S3_EXTERNAL_ENDPOINT=scopem-openem.ethz.ch
S3_TOTAL_LANDING_SPACE_TB=100

#### PREFECT
# Prefect version used in all images
PREFECT_VERSION=3.7.2-python3.13
# Logging level
PREFECT_LOGGING_LEVEL=INFO
# Image name for containers used to execute flows
PREFECT_RUNTIME_IMAGE_NAME=ghcr.io/swissopenem/scopemarchiver-archiver-service-workflow
# Image name for configuration container
PREFECT_CONFIG_IMAGE_NAME=ghcr.io/swissopenem/scopemarchiver-archiver-service-config
# Working directory of archiver
PREFECT_ARCHIVER_HOST_SCRATCH=/mnt/openemdata/scratch
# Production Prefect job template
PREFECT_JOB_TEMPLATE=prefect-jobtemplate-prod.json
# Workpool name for archiver jobs
PREFECT_ARCHIVAL_WORKPOOL_NAME=archival-docker-workpool
# Workpool name for retrieval jobs
PREFECT_RETRIEVAL_WORKPOOL_NAME=retrieval-docker-workpool

PREFECT_VARS_FILE=../backend/prefect/vars_prod.toml
### Authentik
# Use `AUTH_MIDDLEWARE=authentik` to protect access to dashboards
AUTH_MIDDLEWARE=authentik

AUTHENTIK_HOST=https://authentik.ethz.ch
# Check whether the Authentik infrastructure uses a self-signed certificate (true) or not
AUTHENTIK_INSECURE=true

### Scicat
SCICAT_ENDPOINT=https://dacat.psi.ch
SCICAT_API_PREFIX=/api/v3
SCICAT_USER_FILE=.secrets/scicatuser_prod.txt
SCICAT_PASSWORD_FILE=.secrets/scicatpass_prod.txt
SCICAT_INGESTOR_GROUPS=ethz-scopem;ethz-scopem-ops

Development

For development, it is useful to override some configuration:


Note: The lts-mock-volume is a local volume here and not the LTS share.

Prefect Deployment

Prefect is set up in a slightly non-standard way (with respect to their described use cases). There are two workers deployed (archival/retrieval) that mount the hosts Docker socket in order to create containers at runtime in which the flows run. The flows are baked into the containers and the code is not pulled from any repository (Prefect would allow to, for example, store the code in an S3 bucket).
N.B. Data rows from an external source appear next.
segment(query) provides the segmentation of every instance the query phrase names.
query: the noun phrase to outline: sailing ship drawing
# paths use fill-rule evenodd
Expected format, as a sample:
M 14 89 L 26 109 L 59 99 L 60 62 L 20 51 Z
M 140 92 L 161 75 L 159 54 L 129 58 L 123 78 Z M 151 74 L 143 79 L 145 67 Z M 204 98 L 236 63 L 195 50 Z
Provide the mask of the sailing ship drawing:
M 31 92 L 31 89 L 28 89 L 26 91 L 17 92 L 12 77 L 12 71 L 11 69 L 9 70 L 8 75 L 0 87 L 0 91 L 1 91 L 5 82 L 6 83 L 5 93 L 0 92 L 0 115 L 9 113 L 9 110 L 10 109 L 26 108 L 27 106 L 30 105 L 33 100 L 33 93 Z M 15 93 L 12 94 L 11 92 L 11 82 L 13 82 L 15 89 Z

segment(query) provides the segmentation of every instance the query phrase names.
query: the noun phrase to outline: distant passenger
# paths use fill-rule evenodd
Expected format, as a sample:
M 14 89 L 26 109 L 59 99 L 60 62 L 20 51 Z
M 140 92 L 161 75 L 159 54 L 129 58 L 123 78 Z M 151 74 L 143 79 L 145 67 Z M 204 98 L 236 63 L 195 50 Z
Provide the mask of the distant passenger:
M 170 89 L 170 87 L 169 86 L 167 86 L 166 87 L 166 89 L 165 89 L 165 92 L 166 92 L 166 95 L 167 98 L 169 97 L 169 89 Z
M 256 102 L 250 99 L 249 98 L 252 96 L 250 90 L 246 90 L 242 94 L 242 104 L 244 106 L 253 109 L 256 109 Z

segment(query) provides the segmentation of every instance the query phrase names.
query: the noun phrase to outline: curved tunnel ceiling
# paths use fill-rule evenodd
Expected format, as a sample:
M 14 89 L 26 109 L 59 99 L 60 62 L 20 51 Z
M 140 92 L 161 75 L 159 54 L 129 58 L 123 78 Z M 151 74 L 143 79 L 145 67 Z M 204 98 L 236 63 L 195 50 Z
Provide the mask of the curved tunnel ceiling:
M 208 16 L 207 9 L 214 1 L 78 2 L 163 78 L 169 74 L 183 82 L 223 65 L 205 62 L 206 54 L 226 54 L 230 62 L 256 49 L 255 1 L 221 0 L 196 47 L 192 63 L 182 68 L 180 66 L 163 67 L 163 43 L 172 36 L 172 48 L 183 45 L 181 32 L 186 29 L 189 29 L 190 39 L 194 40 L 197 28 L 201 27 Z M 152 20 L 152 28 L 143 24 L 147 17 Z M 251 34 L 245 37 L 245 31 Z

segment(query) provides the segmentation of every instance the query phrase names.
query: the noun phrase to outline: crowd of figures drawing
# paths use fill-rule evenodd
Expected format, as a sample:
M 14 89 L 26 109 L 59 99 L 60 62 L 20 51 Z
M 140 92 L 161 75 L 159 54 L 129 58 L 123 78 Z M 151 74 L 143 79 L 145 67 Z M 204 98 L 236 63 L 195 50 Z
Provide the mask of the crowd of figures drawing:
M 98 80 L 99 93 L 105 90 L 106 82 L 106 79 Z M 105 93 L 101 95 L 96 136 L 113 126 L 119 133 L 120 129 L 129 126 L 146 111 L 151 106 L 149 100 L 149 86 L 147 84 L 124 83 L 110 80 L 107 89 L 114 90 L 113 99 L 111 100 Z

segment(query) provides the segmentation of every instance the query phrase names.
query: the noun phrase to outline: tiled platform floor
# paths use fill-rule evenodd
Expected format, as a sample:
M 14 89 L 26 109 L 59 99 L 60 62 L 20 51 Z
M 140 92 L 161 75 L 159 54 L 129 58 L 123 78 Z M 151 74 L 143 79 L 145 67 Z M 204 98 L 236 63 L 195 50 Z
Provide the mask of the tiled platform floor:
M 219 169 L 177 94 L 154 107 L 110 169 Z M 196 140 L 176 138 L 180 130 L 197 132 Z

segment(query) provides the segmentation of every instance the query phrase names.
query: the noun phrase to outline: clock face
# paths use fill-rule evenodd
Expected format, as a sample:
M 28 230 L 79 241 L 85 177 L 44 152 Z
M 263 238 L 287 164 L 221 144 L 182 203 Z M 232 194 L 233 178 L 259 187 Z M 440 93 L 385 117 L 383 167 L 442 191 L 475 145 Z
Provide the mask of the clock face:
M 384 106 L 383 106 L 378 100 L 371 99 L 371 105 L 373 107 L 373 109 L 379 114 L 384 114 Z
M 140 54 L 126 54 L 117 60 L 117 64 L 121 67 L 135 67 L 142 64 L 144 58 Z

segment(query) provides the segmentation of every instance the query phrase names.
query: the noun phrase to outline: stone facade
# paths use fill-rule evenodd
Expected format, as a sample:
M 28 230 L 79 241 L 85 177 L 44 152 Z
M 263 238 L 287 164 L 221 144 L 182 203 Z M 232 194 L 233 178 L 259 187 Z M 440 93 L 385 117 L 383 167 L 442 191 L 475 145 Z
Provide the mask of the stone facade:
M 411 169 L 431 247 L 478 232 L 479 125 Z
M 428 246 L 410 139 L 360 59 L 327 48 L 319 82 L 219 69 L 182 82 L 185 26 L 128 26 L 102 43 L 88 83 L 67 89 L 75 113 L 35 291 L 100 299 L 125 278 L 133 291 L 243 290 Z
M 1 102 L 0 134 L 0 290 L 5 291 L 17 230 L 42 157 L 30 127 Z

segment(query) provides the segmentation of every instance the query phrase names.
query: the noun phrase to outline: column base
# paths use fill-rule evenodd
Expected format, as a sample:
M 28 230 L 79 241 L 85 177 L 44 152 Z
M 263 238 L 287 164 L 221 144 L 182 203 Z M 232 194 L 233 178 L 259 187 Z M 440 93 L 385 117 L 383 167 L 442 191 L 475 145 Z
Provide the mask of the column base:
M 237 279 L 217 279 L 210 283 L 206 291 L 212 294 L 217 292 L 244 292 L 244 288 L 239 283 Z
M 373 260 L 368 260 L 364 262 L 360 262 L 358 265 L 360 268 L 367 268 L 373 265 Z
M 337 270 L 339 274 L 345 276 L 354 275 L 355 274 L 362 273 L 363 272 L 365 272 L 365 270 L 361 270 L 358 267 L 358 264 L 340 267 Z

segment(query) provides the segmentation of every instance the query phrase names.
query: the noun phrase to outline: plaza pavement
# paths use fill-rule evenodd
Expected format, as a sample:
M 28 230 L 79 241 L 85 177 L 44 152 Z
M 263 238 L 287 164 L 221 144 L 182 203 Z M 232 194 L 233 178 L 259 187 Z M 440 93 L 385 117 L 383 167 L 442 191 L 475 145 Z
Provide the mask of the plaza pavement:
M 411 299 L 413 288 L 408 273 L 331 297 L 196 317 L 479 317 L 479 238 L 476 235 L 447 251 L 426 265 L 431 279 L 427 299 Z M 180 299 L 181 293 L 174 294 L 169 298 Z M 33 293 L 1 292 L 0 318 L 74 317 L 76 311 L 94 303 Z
The ETHZ LTS volume is mounted in a Docker volume such that the runtime containers can mount those during startup.

prefect

Name Technology Description Endpoint
Prefect Server Workflow orchestration https://www.prefect.io http://localhost/prefect-ui/dashboard
Postgres Database Database for Prefect n/a
Prefect Worker https://docs.prefect.io/3.0/deploy/infrastructure-concepts/workers n/a
Runtime Container runtime.Dockerfile n/a

Prefect Server

In order to run Prefect server, variables, secrets and concurrency limits need to be configured.

Configuration

All of the configuration can be done by running

  docker compose --env-file .env --env-file .development.env run --rm prefect-config

with the appropriate PREFECT_API_URL set.

Variables

Variables are used at runtime and are fetched from the server by the flow. External endpoints and other parameters of the flow belong here:


Concurrrency Limits

There are certain sections of the code (tasks) that can only run in a limited manner concurrently (i.e. writing to the LTS), see https://docs.prefect.io/3.0/develop/task-run-limits#limit-concurrent-task-runs-with-tags.

LTS_WRITE_LIMIT = 4
LTS_READ_LIMIT = 4
Internal Secrets

Internal secrets can be created at deployment time.

# Postgres
echo "postgres_user" > .secrets/postgresuser.txt
openssl rand -base64 12 > .secrets/postgrespass.txt # creates random string
External Secrets

The Minio deployment might already provide its own secrets and can be added manually in the UI too.

# Minio
echo "minioadminuser" > .secrets/miniouser.txt
openssl rand -base64 12 > .secrets/miniopass.txt # creates random string

// TODO: Needed ?
# Github
echo "<github_user>" > .secrets/githubuser.txt
echo "<github_access_token>" > .secrets/githubpass.txt
Name Description
github-openem-username Username for Github container registry
github-openem-access-token Personal access token to Github container registry

Prefect Worker

Workers can only be deployed on a machine that has access to

  • the Prefect server (no authentication implemented in Prefect for on-premise deployement currently)
  • the S3 storage
  • the ETHZ LTS share (ip whitelisting within ETHZ network)

They can be started by the following command:

docker compose --env-file .env --env-file .development.env up -d prefect-archival-worker
docker compose --env-file .env --env-file .development.env up -d prefect-retrieval-worker

Note: due to a bug in Prefect the workers concurrency limit needs to be set manually in the UI.

Flows

The flows can be deployed using a container:

docker compose --env-file .env --env-file .development.env run --rm prefect-flows-deployment

This deploys the flows as defined in the prefect.yaml and requires the secrets set up in the previous step.